Today’s sermon for the Feast of the Transfiguration is available on the Saint Paul’s website, or you can read on.
I had the privilege of seeing two people transfigured on Saturday. Like the disciples who were weighed down with sleep, however, I almost missed it. Saturday was the Service of Ordination for Mary Alice Mathison to the priesthood. There were no children in our house on Friday evening, but for some unknown reason, my brain went into hyperdrive at 5:45am. What should have been a nice leisurely morning turned into a rush when I realized that despite waking up way too early, I had wasted two and a half hours watching Sportscenter and drinking coffee. I took everything I had to get into the shower at 8:30, when I all wanted to do was continue being a waste of space on the couch, but I did it, and I arrived in Daphne in plenty of time for the service.
As ordinations go, it was a good one: filled with beautiful music and a quality sermon. This particular service was made special at two particular moments. The first was during the holy huddle. You may or may not know this, but at the ordination of a priest, as a symbol of the collegiality of the priesthood, all the presbyters in attendance are invited to join with the bishop in the laying on of hands at the consecration of the new priest. All of us who were vested made our way forward at the appointed time, and we were joined by one of our brothers who was not wearing the funny dress. Sitting in the back row at Saint Paul’s in Daphne was the Rev. Canon Maurice Branscomb. Thack Dyson had sought him out and made sure he had a spot right next to Mary Alice during the prayer of consecration. I had the joy of standing next to Father B., and got to see his face as he thanked Thack for bringing him forward. He was transfigured: radiating joy like beams of sunlight.
The second moment came during the distribution of communion. Saint Paul’s Daphne is set up sort of in the round, with pews on three sides of the sanctuary. The clergy were seated on the south side of the altar and I had managed a front row seat. After some confusion, we were finally communed and I made my way back to my seat to watch the ballet that is communing a church full of people that don’t necessarily know the customs of the parish. While distracted by watching people dance around each other while trying to find a place at the altar, I felt a nudge from the elbow of Thomas Heard who was sitting beside me. “Look at that face,” he said. I looked up and saw Mary Alice, dressed in the red festal robes of ordination and she was transfigured: radiating joy like beams of sunlight as she shared the body of Christ with friends, family, and the occasional stranger.

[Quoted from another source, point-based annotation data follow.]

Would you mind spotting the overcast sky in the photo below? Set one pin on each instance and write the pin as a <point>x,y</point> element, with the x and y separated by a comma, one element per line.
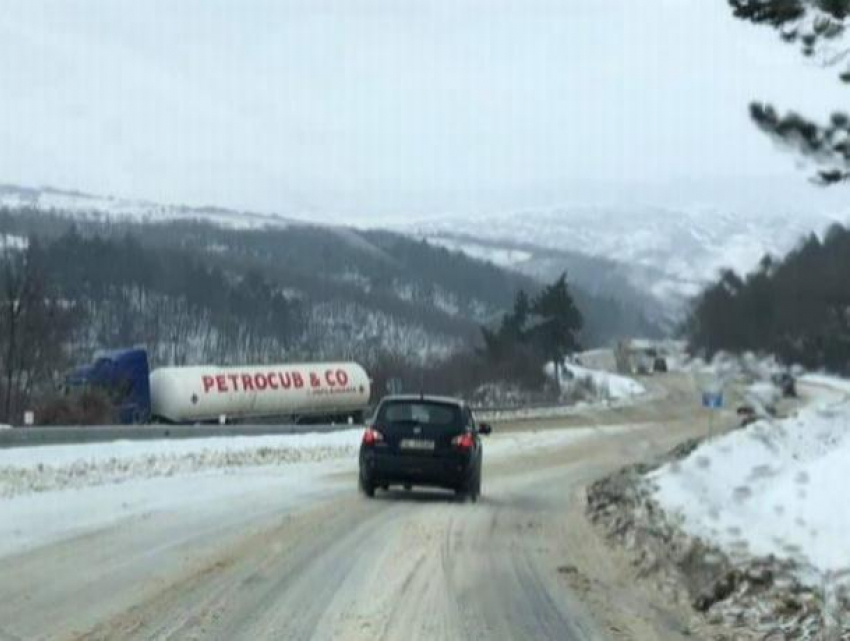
<point>376,109</point>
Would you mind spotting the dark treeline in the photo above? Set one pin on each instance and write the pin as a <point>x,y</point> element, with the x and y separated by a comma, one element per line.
<point>196,293</point>
<point>539,329</point>
<point>797,308</point>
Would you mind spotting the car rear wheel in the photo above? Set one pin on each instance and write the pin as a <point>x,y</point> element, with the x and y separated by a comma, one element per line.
<point>469,491</point>
<point>367,488</point>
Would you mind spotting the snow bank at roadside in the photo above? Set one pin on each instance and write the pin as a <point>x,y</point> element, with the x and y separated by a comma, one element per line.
<point>775,488</point>
<point>41,468</point>
<point>610,386</point>
<point>618,387</point>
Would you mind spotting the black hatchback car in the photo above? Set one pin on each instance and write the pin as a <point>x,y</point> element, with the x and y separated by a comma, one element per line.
<point>422,440</point>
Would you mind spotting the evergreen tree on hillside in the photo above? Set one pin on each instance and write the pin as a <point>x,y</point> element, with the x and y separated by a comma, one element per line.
<point>558,322</point>
<point>819,27</point>
<point>797,308</point>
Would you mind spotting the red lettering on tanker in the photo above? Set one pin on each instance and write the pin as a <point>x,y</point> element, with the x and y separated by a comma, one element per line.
<point>321,383</point>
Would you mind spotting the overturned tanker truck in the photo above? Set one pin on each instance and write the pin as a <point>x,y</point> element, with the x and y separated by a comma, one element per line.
<point>297,392</point>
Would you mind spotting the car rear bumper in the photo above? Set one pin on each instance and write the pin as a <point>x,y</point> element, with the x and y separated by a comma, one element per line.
<point>380,468</point>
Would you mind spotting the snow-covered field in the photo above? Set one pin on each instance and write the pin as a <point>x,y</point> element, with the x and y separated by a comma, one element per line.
<point>82,206</point>
<point>50,493</point>
<point>774,488</point>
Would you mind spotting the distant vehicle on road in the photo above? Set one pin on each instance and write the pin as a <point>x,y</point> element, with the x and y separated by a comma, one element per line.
<point>786,382</point>
<point>422,440</point>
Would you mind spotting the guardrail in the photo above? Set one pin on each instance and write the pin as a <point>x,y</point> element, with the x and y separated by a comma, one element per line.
<point>73,435</point>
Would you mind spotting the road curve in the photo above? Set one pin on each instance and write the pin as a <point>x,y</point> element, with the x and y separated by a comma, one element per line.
<point>331,564</point>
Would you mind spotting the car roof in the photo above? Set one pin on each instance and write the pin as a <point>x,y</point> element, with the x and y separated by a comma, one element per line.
<point>448,400</point>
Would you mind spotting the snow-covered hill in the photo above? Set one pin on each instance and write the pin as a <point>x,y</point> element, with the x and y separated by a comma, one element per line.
<point>92,207</point>
<point>666,253</point>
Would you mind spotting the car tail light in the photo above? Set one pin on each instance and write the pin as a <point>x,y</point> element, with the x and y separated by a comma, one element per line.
<point>372,436</point>
<point>464,441</point>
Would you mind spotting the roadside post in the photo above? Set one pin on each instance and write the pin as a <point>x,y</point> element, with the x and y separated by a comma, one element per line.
<point>712,400</point>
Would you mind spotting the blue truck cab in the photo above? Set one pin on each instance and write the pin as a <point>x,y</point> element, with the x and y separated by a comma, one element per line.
<point>124,375</point>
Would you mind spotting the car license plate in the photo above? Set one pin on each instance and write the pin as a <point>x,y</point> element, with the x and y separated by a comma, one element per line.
<point>416,444</point>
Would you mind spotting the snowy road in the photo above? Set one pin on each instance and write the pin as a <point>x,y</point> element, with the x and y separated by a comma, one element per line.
<point>294,552</point>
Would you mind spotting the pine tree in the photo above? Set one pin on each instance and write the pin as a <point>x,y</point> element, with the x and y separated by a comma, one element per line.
<point>559,322</point>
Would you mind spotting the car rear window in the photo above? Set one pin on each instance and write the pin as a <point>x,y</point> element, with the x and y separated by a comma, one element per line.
<point>431,415</point>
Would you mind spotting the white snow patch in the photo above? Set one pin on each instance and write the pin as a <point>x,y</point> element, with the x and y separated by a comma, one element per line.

Transfiguration is a beautiful sight. It is so beautiful that you really never want to see it end. Peter didn’t, he wanted to build tabernacles and just stay there on that mountain top forever. I would have been content to spend all day watching Father B and Mary Alice beam with the presence of the Holy Spirit. Of course, we don’t get to just sit and bask in the glory of God all the time. Life goes on. Jesus had a job to do, he had been told so by Elijah and Moses. It was time to begin a new exodus, this time to rescue the whole world from enslavement to sin and death. Just as quickly as the moment came, it was over. From the dazzling white of Jesus’ clothing to the terrifying darkness of the cloud that overshadowed them, Peter, James and John had seen the face of God, heard the voice of God, and now went down the mountain to join with the Messiah in doing the work of God.
In those moments when life got tough: when they couldn’t find a place to sleep; when there wasn’t enough food to eat; when the Pharisees were breathing down their necks; when it seemed like all hope was lost – the three chosen disciples could recall the beauty of the Transfiguration, and remember the words of God, “This is my Son, my Chosen; listen to him!” Amen.